BC: The idea of writing a “mining town
thriller” was with me for a long time, as early as the summer of
2003, before
Desert Places
was published.  Initially, I
thought it would all be set in the past, a straight historical.
Then in ‘05, while on tour for
Locked Doors
, I had a sudden
realization that this was the story I needed to write, and that it
wasn’t just historical. There would be present scenes, too, and the
mystery at the heart of the book would be the mass disappearance of
the town. My goal was to write a book that I would want to read,
and in that regard, I think I succeeded.

 

HW: How long did it take to prepare to write
the book?  How much research was involved?  Do you
research first, then write, or answer the questions that arise as
you dive into the writing?

 

BC: I started outlining in the fall of ‘05,
and finalized the book with my editor in the summer ‘07. 
There were 7 drafts, and tons of research, which occurred at all
stages of the writing.

 

HW: Was it tough striking a balance between
writing a thriller and the urge to display all your newfound
knowledge?  Any fascinating tidbits that didn’t go into the
book that you want to share with readers?

 

BC: Lots of stuff got cut, and some of it was
wonderful (and it still pains me to have let it go) but in the end,
it was all about what advanced the story.  For instance, there
was an Irishman who lived in one of the Colorado mining towns, and
the love of his life had died on their wedding night some years
prior.

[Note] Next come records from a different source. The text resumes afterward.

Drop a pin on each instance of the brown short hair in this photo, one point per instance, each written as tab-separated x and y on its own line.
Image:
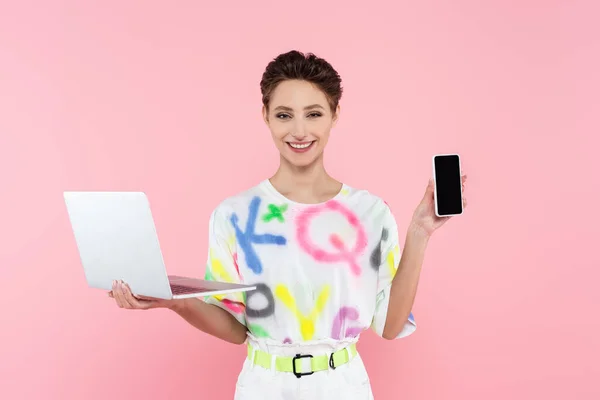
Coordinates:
305	67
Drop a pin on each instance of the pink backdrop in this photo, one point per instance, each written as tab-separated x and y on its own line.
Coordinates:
163	97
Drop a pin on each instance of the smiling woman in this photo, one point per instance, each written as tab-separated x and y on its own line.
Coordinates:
300	106
326	257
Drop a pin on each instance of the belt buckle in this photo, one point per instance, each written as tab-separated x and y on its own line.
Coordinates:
301	374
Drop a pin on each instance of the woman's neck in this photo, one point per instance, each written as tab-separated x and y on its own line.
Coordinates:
310	184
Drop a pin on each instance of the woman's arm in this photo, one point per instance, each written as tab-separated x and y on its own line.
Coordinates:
210	319
405	282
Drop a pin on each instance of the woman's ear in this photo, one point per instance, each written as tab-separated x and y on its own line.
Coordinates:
336	116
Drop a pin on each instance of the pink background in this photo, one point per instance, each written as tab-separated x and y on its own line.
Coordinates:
164	97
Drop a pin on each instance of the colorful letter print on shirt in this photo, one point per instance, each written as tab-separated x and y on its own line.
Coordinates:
248	238
323	271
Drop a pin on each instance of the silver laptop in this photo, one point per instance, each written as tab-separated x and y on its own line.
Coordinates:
116	238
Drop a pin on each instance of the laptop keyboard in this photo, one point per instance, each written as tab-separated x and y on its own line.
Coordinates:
180	289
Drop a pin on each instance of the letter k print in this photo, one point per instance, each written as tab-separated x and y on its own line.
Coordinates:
248	238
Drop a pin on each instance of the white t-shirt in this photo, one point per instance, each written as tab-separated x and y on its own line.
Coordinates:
323	271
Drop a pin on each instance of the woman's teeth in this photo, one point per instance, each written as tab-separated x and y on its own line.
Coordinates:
300	146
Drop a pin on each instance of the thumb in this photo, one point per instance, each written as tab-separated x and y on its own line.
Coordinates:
429	189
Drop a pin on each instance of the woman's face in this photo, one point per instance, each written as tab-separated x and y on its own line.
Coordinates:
300	120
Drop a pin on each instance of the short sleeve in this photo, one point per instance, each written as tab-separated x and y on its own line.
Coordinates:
390	257
221	265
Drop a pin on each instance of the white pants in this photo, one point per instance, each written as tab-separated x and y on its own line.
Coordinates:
349	381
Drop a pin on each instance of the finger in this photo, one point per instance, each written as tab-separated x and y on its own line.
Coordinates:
119	296
130	298
127	297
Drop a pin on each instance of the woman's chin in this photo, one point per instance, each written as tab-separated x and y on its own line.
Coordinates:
301	160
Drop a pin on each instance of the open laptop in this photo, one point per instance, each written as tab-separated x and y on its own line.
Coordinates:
117	240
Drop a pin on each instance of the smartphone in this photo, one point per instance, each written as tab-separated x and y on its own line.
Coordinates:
447	185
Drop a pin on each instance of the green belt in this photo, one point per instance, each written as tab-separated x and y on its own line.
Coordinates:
289	364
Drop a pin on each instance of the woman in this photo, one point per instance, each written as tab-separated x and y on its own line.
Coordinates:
326	257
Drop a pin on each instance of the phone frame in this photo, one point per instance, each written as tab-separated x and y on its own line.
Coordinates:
435	202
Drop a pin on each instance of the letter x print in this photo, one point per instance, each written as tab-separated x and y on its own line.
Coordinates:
248	238
275	212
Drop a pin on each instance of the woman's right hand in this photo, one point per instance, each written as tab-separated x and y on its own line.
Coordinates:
124	298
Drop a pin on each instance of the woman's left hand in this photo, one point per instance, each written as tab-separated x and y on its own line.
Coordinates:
424	217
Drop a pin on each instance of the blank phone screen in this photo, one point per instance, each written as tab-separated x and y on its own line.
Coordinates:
448	184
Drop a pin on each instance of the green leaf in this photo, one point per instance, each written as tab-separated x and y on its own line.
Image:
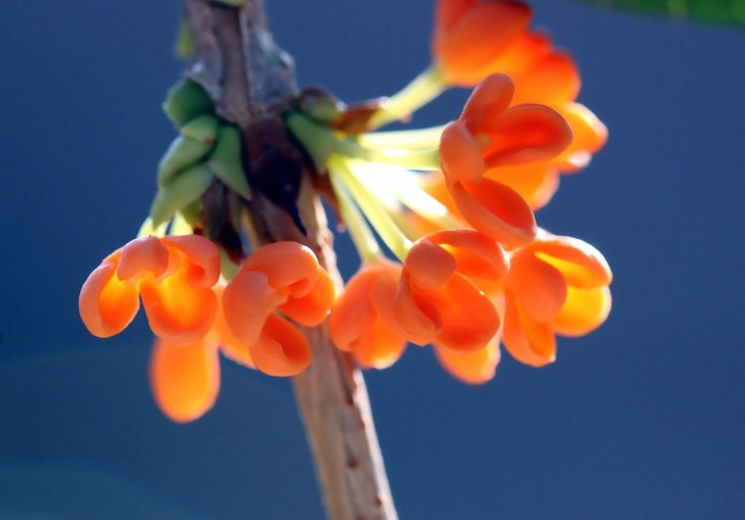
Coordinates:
730	12
180	191
185	101
184	46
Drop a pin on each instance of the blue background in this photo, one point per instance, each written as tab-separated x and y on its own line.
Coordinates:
643	419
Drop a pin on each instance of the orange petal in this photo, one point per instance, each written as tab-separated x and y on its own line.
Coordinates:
448	14
496	210
525	134
247	301
311	310
176	311
536	183
428	265
552	81
142	257
475	254
527	341
230	346
380	347
289	266
281	350
474	367
589	134
489	100
415	316
106	304
434	184
538	286
482	32
460	154
515	60
583	312
353	314
581	264
469	319
383	294
184	379
201	258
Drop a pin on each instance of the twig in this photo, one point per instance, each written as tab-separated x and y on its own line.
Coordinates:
251	80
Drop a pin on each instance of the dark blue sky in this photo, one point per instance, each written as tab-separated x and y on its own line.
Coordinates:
643	419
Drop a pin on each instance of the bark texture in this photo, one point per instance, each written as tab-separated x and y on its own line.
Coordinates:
251	80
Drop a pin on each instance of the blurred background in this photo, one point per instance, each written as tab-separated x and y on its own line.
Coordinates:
643	419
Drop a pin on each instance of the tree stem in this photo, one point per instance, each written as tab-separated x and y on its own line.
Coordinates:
251	80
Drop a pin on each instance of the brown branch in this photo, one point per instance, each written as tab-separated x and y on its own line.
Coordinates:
251	81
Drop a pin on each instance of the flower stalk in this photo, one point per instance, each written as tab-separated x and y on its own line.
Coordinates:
249	78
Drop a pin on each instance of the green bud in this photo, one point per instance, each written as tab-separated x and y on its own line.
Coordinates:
183	152
184	46
180	191
320	105
185	101
202	128
226	161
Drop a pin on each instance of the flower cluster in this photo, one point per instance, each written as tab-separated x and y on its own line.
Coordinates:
454	204
195	313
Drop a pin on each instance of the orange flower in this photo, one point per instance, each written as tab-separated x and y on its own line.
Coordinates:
438	298
286	277
174	276
362	320
556	285
185	379
488	134
473	39
552	80
476	367
469	34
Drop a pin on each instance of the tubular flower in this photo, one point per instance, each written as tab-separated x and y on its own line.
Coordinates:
362	320
175	277
415	191
556	285
553	80
438	299
474	368
488	134
185	379
284	277
499	41
469	35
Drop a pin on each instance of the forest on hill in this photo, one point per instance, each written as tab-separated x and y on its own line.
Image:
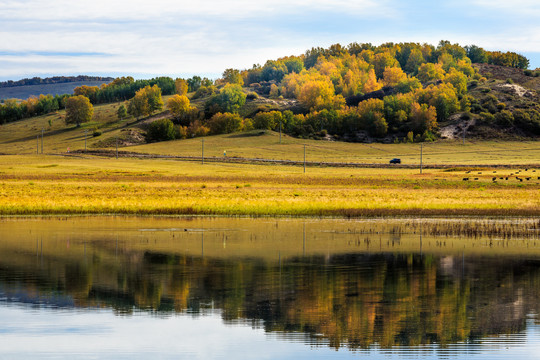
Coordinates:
391	93
53	80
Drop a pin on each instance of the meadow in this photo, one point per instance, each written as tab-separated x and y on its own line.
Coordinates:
45	185
502	177
24	138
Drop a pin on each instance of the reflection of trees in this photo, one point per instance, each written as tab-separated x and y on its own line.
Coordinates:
353	300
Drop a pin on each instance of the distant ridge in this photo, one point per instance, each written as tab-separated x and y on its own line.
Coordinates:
53	80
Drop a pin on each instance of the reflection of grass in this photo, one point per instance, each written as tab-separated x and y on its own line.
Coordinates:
128	186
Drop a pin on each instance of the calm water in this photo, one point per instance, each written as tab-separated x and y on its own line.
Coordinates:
264	288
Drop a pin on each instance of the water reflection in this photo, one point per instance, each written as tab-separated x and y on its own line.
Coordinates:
361	285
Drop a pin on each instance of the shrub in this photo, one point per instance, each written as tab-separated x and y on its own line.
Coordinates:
225	123
161	130
252	95
487	118
504	118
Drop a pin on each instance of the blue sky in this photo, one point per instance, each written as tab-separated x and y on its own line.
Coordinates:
145	38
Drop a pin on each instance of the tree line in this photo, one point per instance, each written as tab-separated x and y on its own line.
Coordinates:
52	80
393	90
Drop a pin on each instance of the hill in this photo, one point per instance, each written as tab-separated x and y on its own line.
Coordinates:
392	93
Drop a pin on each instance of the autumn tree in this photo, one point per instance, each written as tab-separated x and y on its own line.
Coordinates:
179	105
267	120
429	72
382	61
393	76
121	112
160	130
458	80
146	101
371	84
85	90
78	110
423	118
233	76
317	94
155	100
230	99
414	61
181	86
138	105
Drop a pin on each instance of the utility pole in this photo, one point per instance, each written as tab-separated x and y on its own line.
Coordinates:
304	158
421	150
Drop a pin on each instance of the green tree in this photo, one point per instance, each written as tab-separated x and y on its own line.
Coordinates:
146	101
423	118
138	105
476	54
155	101
414	61
273	70
233	76
231	98
78	110
429	72
160	130
121	112
179	105
382	61
181	86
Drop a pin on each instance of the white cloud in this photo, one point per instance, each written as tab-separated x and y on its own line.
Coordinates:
161	10
177	36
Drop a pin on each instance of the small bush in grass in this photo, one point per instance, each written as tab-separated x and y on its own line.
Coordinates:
161	130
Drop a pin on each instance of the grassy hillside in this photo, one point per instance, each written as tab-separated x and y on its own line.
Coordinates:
20	138
73	185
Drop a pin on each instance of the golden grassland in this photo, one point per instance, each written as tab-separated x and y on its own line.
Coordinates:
40	185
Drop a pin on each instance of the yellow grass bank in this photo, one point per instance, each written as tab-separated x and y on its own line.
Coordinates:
41	185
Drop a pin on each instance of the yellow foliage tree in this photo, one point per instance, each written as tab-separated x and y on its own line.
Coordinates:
179	105
371	84
429	72
181	86
78	110
317	94
423	117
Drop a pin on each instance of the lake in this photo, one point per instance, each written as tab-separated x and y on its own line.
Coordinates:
265	288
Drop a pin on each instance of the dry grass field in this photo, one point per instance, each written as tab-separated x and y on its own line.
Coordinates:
31	185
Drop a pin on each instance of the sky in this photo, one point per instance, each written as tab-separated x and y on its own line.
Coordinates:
181	38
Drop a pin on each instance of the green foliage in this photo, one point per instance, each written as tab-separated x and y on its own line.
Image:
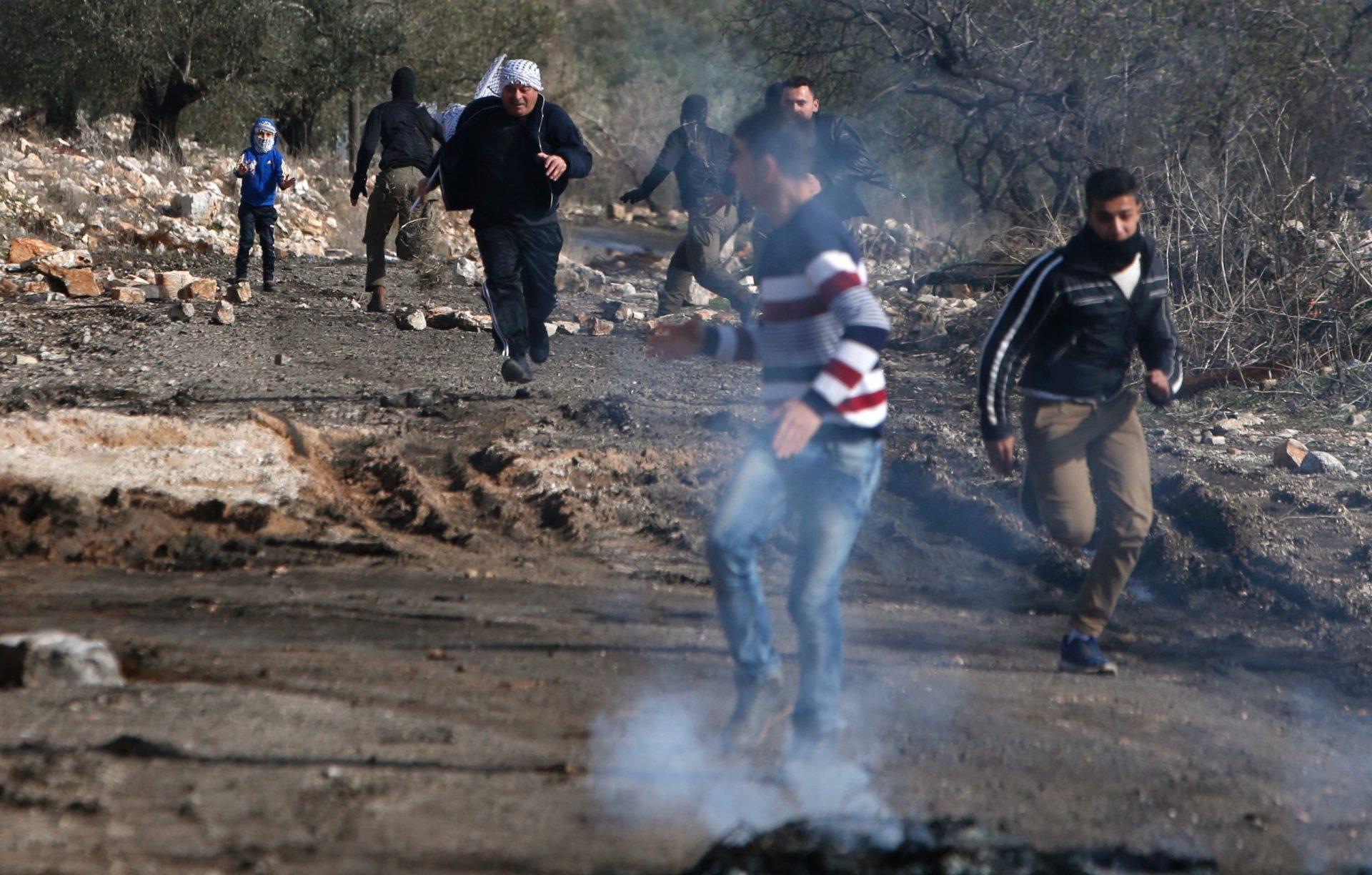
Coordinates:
1025	97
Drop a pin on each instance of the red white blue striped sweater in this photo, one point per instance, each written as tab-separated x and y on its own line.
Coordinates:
821	331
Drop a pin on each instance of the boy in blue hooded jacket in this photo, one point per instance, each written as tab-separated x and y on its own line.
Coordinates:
262	170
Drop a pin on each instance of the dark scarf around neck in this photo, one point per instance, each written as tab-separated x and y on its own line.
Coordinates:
1112	255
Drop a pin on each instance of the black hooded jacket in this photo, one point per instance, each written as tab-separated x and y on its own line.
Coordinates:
700	157
841	162
492	165
1070	320
404	129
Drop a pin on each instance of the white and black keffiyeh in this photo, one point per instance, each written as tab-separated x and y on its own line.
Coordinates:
520	71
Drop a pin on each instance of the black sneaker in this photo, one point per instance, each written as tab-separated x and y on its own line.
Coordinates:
538	346
516	370
757	711
1084	657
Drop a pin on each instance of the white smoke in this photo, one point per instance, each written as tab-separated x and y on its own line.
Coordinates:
663	763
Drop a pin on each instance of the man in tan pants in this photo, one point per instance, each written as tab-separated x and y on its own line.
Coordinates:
407	134
1075	319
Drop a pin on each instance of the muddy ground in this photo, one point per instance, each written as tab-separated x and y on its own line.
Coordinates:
478	634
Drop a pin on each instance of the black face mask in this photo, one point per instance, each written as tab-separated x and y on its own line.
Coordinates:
1112	255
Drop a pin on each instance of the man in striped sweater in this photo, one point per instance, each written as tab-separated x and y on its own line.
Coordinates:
820	460
1078	315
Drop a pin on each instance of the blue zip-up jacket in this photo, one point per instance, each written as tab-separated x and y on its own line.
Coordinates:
262	180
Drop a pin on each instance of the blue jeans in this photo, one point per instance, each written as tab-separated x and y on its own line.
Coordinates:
827	486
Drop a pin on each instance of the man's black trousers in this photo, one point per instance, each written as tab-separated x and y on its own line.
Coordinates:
520	279
262	219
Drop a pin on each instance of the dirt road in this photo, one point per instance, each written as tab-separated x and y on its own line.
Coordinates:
482	637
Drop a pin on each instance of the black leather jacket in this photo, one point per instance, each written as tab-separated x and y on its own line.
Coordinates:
841	161
1079	332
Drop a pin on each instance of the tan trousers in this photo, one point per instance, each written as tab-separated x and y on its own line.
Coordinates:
390	201
1075	450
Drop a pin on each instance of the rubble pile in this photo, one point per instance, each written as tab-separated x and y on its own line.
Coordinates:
91	195
37	270
914	848
900	250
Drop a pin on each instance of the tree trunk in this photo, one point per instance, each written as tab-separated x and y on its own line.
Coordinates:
297	132
354	125
159	112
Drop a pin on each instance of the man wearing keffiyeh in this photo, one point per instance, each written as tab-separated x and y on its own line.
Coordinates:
508	162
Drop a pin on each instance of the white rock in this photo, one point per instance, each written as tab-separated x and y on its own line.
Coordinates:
223	315
1318	463
198	207
182	312
56	658
409	319
467	272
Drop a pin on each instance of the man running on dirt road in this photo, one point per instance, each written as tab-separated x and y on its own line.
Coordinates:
1078	313
841	158
508	162
700	157
820	343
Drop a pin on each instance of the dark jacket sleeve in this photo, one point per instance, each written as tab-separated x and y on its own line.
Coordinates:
565	140
369	140
667	161
1160	346
1008	345
852	162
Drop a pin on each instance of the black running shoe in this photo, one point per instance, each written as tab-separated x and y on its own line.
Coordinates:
1084	657
757	711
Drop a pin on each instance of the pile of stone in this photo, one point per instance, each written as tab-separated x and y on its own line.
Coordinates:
898	249
37	270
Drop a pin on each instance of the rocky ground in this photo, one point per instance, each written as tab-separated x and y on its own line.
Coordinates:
379	610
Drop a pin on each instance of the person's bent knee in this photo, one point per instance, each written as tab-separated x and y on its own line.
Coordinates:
1070	533
1132	527
810	610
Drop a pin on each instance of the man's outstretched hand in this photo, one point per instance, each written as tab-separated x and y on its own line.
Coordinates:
553	165
1158	386
796	424
680	340
1000	453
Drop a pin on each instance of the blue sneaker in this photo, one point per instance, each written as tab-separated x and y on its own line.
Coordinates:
1084	657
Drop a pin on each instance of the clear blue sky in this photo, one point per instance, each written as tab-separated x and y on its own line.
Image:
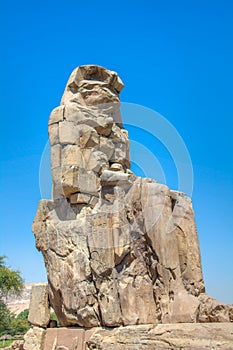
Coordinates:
175	57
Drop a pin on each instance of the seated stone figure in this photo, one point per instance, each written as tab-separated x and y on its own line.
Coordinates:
118	249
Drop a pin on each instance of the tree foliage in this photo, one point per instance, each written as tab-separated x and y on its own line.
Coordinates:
11	282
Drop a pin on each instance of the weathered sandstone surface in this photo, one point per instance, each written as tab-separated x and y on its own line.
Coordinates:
187	336
118	249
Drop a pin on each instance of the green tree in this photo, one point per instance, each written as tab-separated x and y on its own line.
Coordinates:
10	282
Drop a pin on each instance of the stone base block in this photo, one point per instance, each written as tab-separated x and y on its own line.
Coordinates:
185	336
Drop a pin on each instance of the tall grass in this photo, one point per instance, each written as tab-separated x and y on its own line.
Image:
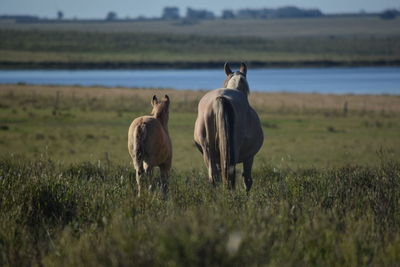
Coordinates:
87	215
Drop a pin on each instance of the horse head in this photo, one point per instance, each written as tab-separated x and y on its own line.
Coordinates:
236	80
160	108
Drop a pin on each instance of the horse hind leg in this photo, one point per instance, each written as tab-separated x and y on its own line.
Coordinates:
148	170
210	162
164	171
247	179
139	178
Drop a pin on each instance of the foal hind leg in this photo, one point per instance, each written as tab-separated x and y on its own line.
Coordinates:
148	169
211	165
139	178
247	165
164	170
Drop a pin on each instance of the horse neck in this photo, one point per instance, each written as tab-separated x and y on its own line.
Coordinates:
163	119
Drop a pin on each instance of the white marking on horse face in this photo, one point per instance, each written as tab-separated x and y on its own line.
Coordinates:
233	82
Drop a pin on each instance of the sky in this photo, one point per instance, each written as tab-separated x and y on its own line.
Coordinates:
153	8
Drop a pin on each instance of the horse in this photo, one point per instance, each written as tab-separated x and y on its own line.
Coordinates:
149	144
228	130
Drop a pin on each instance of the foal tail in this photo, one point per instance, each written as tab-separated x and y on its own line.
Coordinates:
224	122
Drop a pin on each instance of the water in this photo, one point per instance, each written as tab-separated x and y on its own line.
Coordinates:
365	80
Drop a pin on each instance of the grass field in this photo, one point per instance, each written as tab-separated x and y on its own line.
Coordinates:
279	42
326	183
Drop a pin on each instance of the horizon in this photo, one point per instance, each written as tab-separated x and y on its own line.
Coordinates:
153	9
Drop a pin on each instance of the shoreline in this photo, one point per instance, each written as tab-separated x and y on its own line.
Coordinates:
49	65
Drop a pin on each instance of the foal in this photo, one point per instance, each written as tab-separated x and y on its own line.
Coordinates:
149	143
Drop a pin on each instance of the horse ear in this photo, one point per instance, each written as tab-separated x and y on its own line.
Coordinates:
243	68
154	100
227	69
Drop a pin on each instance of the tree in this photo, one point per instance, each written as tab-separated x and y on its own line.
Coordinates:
111	15
228	14
171	13
389	14
60	15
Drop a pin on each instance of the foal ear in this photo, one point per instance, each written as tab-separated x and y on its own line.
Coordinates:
227	69
167	98
154	100
243	68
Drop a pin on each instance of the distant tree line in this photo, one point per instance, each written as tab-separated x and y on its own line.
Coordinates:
172	13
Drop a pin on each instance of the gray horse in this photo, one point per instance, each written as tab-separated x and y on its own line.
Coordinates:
228	130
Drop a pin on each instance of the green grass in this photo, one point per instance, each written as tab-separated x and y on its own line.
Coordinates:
326	184
87	215
90	124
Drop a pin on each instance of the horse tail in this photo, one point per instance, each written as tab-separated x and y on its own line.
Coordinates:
139	135
224	122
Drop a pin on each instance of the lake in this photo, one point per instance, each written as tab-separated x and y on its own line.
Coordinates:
363	80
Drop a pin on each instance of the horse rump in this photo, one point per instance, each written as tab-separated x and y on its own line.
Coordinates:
224	125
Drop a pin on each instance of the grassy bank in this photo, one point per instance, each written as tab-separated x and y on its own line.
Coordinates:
87	215
306	42
74	124
326	183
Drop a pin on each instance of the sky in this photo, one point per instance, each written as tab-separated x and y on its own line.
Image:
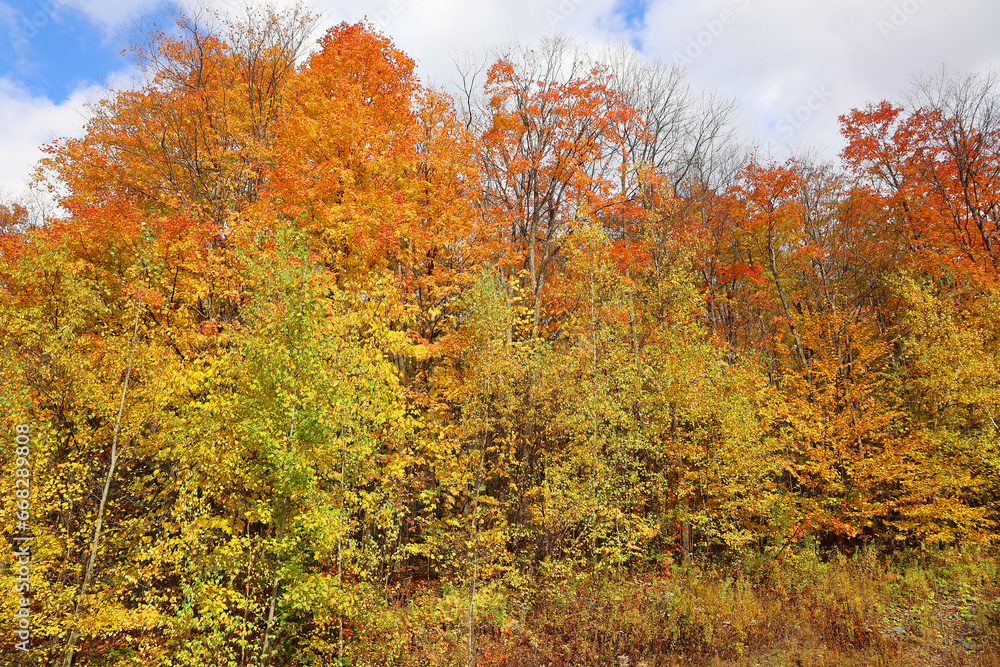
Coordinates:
793	65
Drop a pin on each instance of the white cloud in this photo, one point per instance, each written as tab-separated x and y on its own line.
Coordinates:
792	63
775	54
27	122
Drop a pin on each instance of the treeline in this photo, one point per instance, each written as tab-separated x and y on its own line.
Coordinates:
306	328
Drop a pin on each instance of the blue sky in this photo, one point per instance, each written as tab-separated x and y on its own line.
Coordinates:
793	65
53	48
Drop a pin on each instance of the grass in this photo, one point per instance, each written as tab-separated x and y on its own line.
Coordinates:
927	608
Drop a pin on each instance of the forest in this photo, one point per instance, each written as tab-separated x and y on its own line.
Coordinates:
315	364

Every night, from his cabin above town, the sound of a
violin would sweep down the mountain. Mournful, beautiful music.
The town got used to hearing it.  One night, after the violin
went silent, a single gunshot echoed from the cabin. The townsfolk
went up and found him dead, with a note asking to be buried with
his wife. I loved that bit, wanted to put this guy into the story,
but it didn’t belong, so I had to let it go.

 

HW: Your first two books followed the
adventures of basically the same cast of characters.  Was it a
relief or was it scary to move on to a whole new set of
players?

 

BC: Both a total relief and completely
terrifying. But what’s worse than the fear of doing something new
and challenging is realizing one day that you’re in a rut, that
you’ve essentially written the same book again and again.

 

HW: Your first two books could be described
as pure, relentless adrenaline.  In fact, those are your
words.  Was it difficult to work on a novel taking place in
two different times, switching back and forth between the two?
 How about working with a larger cast?  Did that present
you with any particular challenges, issues, problems?